I let the guy go, hoping to hide my dismay until his truck rumbles out of the station and lumbers down the road.

Montridge, New Jersey, is several times the size of the town I grew up in. It's more than enough city for me. But apparently even to folks living in rural Pennsylvania, it's barely a blip.

My stomach knots around itself, the dread I've been pushing down since I got my acceptance letter welling up all over again. I've put my graduate degree off for years because of this. I was able to go to a pretty small school not that far from home for my undergrad, but there aren't too many places offering masters degrees in Gender and Sexuality Studies, and Montridge is one of the best. I thought because it's not New York or San Francisco or some huge, overwhelming city like that I could handle it, but the closer my destination looms, the more I doubt that conviction.

The gas pump clicks, and I have little choice but to continue on my journey. I put news on the radio instead of playing music. It's calming and quiet. Besides, all those stories about crime and the environment and protests always felt so distant to me, big city problems for big city folks. Now, I suppose they'll be my problem, so I should probably find out what I'm in for.

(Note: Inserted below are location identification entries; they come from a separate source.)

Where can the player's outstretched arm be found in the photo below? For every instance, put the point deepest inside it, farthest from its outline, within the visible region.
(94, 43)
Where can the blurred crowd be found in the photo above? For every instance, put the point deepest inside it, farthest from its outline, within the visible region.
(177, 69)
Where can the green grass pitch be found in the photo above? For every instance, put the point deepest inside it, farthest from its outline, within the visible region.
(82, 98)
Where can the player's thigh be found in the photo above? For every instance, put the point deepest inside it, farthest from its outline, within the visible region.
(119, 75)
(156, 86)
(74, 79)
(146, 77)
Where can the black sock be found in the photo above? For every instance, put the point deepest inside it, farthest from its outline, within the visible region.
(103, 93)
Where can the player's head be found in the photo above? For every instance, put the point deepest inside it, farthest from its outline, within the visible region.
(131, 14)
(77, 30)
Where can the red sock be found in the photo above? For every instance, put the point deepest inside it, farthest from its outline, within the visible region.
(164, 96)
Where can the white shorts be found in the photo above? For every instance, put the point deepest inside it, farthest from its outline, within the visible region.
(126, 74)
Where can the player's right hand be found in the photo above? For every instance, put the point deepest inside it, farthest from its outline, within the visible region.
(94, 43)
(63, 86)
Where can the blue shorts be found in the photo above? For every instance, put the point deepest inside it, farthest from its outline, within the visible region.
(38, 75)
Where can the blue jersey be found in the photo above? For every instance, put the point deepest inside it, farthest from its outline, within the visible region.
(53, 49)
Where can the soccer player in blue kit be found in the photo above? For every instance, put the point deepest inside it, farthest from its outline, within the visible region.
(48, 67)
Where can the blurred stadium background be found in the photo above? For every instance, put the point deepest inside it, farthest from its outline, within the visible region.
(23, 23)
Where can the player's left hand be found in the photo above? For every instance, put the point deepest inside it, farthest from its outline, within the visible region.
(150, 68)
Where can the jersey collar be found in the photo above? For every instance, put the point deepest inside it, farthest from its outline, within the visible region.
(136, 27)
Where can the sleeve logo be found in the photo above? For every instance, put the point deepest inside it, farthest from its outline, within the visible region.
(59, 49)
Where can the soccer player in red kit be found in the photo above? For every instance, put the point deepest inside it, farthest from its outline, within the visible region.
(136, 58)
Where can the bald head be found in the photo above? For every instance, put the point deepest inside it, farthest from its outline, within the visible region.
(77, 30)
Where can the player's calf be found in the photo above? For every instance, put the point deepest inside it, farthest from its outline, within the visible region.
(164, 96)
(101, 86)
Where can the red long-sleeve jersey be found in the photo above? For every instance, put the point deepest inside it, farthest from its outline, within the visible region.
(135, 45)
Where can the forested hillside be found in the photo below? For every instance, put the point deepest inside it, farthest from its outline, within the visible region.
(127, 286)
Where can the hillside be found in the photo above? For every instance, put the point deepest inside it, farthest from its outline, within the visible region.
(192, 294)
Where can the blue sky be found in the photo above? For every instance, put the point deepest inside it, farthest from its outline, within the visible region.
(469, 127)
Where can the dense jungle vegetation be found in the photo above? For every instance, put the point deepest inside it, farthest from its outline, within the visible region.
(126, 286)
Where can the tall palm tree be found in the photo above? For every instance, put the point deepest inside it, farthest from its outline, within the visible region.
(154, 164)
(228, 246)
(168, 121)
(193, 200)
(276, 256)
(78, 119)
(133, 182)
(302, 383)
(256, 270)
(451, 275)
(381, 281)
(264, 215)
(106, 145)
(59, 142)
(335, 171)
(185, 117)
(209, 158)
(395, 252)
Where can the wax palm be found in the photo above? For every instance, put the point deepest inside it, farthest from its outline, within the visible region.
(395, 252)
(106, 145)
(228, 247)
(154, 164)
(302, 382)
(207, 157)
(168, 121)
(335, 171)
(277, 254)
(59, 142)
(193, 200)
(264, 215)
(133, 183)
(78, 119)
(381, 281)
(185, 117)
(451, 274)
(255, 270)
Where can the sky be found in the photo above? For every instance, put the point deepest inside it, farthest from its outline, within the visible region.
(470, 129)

I squeeze the steering wheel tightly and strengthen my resolve as the border between Pennsylvania and New Jersey looms. City University of Montridge will give me an opportunity to do the research I've always yearned to do. It will introduce me to people and resources I couldn't access otherwise. Besides, my specialty is gender and sexuality, and up to this point, that's mostly been a theoretical pursuit. There was a gay bar a few towns over that I would visit, but everyone there was like me, the lone queer person in their small town. A setting like Montridge could finally place me in the heart of my own community. I should be ecstatic, but as I get closer and closer to my destination, that dread in the pit of my stomach hardens.

I pull onto the shoulder of the road when I suspect I'm getting close. My phone is far too old to have the battery life to present me with directions for the duration of this journey. And my car is far too old to charge the phone. So I relied on simply following I-90 and 80 east for most of this, saving my phone for when I got close enough to need specific direction to my new apartment.

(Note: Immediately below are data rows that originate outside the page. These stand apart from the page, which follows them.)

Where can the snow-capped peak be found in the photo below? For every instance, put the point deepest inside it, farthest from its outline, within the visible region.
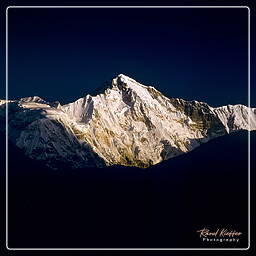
(128, 124)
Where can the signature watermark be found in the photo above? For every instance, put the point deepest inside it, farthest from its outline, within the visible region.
(219, 235)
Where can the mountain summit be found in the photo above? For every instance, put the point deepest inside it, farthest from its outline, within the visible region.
(128, 124)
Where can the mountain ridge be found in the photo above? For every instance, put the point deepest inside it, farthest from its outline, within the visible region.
(128, 124)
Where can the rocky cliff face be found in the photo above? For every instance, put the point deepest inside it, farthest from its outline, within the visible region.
(128, 124)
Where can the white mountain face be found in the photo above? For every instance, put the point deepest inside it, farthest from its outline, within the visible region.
(128, 124)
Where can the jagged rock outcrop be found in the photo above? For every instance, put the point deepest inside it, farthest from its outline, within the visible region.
(128, 124)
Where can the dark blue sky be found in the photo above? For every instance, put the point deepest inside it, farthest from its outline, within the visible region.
(63, 54)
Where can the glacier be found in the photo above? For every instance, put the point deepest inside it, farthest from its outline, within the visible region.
(127, 124)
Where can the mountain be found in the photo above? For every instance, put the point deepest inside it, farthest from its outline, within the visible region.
(128, 207)
(128, 124)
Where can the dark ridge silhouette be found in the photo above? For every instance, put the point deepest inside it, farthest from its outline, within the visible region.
(162, 206)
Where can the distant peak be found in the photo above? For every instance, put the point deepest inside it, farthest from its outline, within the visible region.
(33, 99)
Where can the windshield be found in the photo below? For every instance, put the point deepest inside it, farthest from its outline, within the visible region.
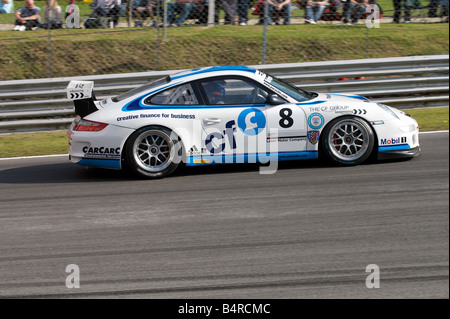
(296, 93)
(140, 89)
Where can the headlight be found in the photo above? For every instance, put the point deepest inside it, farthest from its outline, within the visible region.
(388, 109)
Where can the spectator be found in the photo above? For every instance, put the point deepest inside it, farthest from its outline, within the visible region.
(108, 8)
(6, 6)
(27, 18)
(242, 11)
(315, 5)
(359, 5)
(52, 15)
(278, 8)
(229, 6)
(184, 7)
(444, 9)
(397, 10)
(143, 9)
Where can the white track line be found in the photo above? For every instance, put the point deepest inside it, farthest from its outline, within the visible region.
(60, 155)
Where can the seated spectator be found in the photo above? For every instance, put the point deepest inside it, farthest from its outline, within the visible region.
(184, 8)
(318, 6)
(242, 11)
(27, 18)
(359, 5)
(6, 6)
(278, 8)
(229, 6)
(52, 15)
(444, 9)
(143, 9)
(107, 8)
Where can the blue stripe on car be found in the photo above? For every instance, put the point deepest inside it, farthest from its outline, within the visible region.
(394, 148)
(213, 69)
(250, 158)
(353, 96)
(101, 163)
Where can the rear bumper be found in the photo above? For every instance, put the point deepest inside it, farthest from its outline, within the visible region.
(404, 153)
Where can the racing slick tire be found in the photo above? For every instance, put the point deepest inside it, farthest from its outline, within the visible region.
(347, 140)
(153, 152)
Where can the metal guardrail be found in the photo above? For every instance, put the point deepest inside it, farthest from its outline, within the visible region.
(406, 82)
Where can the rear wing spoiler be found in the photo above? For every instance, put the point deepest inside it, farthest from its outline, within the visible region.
(83, 97)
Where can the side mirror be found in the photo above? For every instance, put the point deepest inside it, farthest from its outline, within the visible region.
(274, 99)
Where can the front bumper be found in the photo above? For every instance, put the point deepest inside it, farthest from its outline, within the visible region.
(398, 154)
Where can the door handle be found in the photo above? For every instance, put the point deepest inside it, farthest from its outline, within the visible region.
(210, 121)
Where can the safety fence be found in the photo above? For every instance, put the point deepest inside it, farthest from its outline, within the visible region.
(407, 82)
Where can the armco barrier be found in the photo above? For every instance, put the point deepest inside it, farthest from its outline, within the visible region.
(407, 82)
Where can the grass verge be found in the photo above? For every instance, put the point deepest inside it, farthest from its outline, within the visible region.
(48, 143)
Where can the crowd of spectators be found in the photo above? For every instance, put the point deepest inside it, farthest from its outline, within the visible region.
(28, 17)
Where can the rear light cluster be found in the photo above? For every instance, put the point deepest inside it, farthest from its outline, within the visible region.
(88, 126)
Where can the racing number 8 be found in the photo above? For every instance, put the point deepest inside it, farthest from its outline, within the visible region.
(286, 119)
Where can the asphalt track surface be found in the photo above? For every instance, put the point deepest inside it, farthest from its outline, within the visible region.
(308, 231)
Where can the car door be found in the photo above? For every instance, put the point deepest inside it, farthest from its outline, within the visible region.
(286, 122)
(233, 119)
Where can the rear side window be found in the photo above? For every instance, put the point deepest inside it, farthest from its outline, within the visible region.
(232, 91)
(179, 95)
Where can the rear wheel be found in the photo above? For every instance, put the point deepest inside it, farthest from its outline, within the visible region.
(348, 140)
(153, 152)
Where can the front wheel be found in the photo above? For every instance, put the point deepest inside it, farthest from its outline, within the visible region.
(348, 140)
(153, 152)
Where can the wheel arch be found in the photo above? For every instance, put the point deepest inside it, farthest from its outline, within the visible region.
(321, 151)
(152, 126)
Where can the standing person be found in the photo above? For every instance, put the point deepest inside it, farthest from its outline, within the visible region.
(360, 6)
(27, 18)
(242, 11)
(143, 9)
(108, 8)
(397, 10)
(6, 6)
(315, 5)
(184, 7)
(229, 6)
(278, 8)
(52, 15)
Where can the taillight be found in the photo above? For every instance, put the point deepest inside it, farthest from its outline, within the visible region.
(89, 126)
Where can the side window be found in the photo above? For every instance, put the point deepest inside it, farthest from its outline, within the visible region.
(180, 95)
(233, 91)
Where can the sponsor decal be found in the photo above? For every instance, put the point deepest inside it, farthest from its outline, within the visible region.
(222, 139)
(359, 111)
(330, 108)
(193, 151)
(313, 137)
(156, 115)
(102, 152)
(316, 121)
(252, 121)
(286, 139)
(393, 141)
(201, 161)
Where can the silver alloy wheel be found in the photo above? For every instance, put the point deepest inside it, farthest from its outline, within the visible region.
(152, 151)
(348, 140)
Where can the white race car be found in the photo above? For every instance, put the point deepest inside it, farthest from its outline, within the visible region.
(230, 114)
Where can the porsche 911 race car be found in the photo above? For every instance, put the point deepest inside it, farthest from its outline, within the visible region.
(230, 114)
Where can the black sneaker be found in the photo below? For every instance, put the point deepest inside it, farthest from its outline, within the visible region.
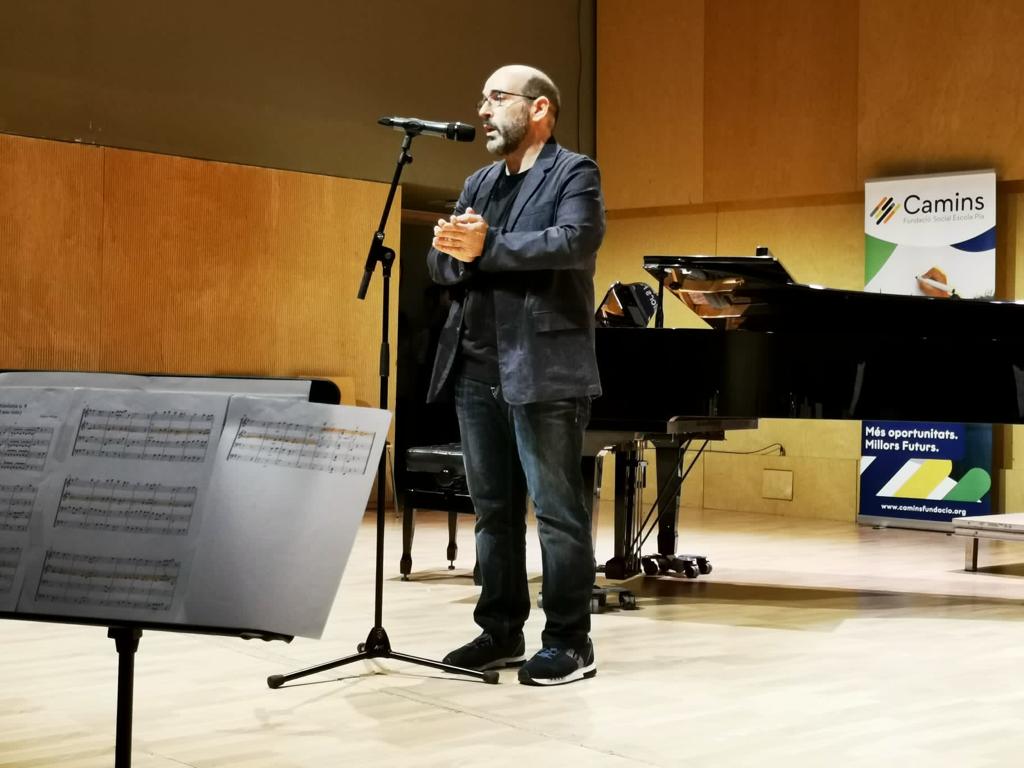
(558, 666)
(484, 653)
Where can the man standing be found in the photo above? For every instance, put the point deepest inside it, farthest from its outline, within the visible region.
(517, 350)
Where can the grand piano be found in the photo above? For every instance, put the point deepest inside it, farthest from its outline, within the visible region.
(780, 349)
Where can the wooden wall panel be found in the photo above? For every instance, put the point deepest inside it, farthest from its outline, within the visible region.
(819, 244)
(940, 87)
(119, 260)
(50, 213)
(780, 104)
(190, 279)
(233, 269)
(650, 101)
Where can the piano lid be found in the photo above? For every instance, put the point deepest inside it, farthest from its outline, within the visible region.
(721, 290)
(756, 293)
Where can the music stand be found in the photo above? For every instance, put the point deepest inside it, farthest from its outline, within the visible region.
(378, 645)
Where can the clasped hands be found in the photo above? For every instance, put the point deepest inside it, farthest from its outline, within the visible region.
(461, 237)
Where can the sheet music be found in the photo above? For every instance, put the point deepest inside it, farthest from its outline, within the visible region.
(290, 488)
(30, 425)
(287, 388)
(178, 507)
(122, 494)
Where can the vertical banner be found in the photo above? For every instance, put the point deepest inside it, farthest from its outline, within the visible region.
(928, 236)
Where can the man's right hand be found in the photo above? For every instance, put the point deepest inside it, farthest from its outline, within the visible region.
(461, 237)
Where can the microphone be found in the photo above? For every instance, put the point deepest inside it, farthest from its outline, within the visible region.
(413, 126)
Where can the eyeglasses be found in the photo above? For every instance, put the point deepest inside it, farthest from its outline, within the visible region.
(497, 98)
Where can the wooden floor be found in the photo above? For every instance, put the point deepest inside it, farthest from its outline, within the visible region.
(811, 643)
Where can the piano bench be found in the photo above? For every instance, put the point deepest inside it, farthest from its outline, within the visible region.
(435, 478)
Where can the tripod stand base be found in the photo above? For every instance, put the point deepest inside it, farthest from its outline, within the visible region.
(378, 646)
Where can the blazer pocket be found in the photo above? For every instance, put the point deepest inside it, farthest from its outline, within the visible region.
(547, 321)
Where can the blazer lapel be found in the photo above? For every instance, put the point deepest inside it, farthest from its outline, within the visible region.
(532, 182)
(482, 195)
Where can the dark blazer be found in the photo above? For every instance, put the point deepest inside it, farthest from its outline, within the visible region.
(544, 295)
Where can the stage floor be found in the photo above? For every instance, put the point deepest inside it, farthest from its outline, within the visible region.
(812, 643)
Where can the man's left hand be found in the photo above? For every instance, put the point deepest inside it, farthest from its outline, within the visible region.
(461, 237)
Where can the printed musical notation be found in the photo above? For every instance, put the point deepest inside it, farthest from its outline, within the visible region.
(161, 435)
(119, 506)
(321, 448)
(24, 448)
(96, 581)
(9, 557)
(16, 503)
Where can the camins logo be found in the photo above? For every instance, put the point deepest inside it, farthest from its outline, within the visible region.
(885, 210)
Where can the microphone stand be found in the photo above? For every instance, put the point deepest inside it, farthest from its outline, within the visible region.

An apartment I'll share with a complete stranger.

Okay, deep breaths. People do things like this all the time. And my roommate is like me — a grad student at C U of M. Besides, my savings and my employment as a TA at the university are not enough to furnish a lavish lifestyle, not when I also have my own classes to pay for. I had to get a roommate in order for this to work at all. It'll be fine. It'll be great. I'm a twenty-six-year-old adult and I can move to a city that isn't even a city and have a roommate and experience new things and I will not die of shock or fright in the process.

Probably.

I nearly drop my phone in my efforts to program in my new address. The device informs me I'm less than an hour away. I should have enough gas to get there. Smooth sailing. If I simply keep on driving I will have no choice but to meet my exciting and terrifying new life head on.

It takes more effort than I care to admit to convince myself to pull back onto the road and continue my journey. My clunky old car grumbles, as though it's just as displeased as I am with having to clamber closer to our destination. In fairness, my little two-door has been with me a long, long time, well past its expiration. I've kept repairing it instead of getting a new car, but the repairs are starting to outweigh the cost of upgrading.

I'll worry about it later. This car only needs to last me from here to Montridge, and that is an increasingly short distance.

Houses and neighborhoods cluster in the farther I go, like a crowd closing in around me. Even in the safety of my car, it starts to feel claustrophobic. The wide open spaces of the Midwest are gone, thoroughly banished by New Jersey's dense East Coast sprawl. Even on the highway, I don't feel alone anymore. Gone are the sleepy exits boasting hardly more than a lone gas station.

My hands are sweating on the steering wheel. This is so different from everything I grew up with. It was hard being both the only queer kid and the only non-white kid in my town, yes, but it was my town. I knew it. I came to like it. That open, largely unpopulated place is all I've known until this moment of my life, and the longer I drive the more it feels like I'm diving into the depths of the ocean in a submarine I don't know how to pilot, delving into some alien landscape I know nothing about.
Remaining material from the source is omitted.